Amen and amen to that. You see what this brother was doing? Taking the eyes of my heart and pointing them to Jesus. And when I looked to Jesus, and I remembered who he is and what God has done for me in Jesus, the weight was gone, the worry was gone, the contentment returned. I noted who Jesus was, and the Spirit used it to transform me. This should be the pattern of our life together. Regardless of how it happens, in a text, a phone call, a Facebook message, a lunch meeting, a care group meeting—may our days be full of helping each other look upon Jesus. It takes work, it takes thinking, it takes effort, but he’s so worth it.
Pray for God’s Spirit to produce godly sorrow
Also, pray that God pours out his Spirit on us. This is an every-member ministry—prayer. Brokenness over sin only comes by the gift of God. It is not something that we can produce on our own. We can talk about sin all we want—we can intellectualize it and define it precisely, we can explain how it effects our whole being, we can even confess it to others when it happens. But we can’t produce brokenness. We can’t create contrition and humility. We can’t force godly sorrow. That only comes as a gift of God’s gracious Spirit.
Wives, you should pray this for your husbands. Husbands, you should pray this for your children, and show patience when you cannot create this demeanor in them. Their hearts are in God’s hands.

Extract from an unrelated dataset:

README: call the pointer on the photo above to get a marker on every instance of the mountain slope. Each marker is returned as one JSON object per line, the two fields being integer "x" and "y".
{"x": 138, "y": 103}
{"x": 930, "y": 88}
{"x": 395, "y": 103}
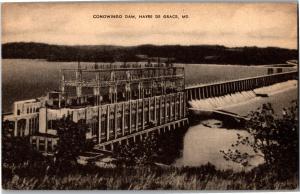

Grandpas, you can pray this for your family members. Older women, you can pray this for the younger women in this church. Singles, you can pray this outpouring comes on us. Pray this for your lost friends and family members—and sleep well at night, knowing that only God changes the heart, not you. Everyone can pray for God’s grace to make us sorrowful over sin.
Take courage in the Pierced One’s return
Finally, take courage in the Pierced One’s return for you. As we saw from the beginning, God’s final victory takes place in two comings. That’s even seen in the way John 19:37 and Revelation 1:7 use Zechariah 12:10. And Revelation 1:7 shows us that the Pierced One will return for us. If he spilt his blood for us, then he will return for us. The Lamb will receive the reward of his suffering. On the third day, God raised Jesus from the dead; and he is now seated in heaven with all power and authority till the day he returns to put all his enemies beneath his feet. When you look upon the Pierced One, do not see a God-man still in the grave. See the God-man who overcame the grave and is coming with the clouds of heaven to rescue you and finish the battle in which he’s already claimed the victory.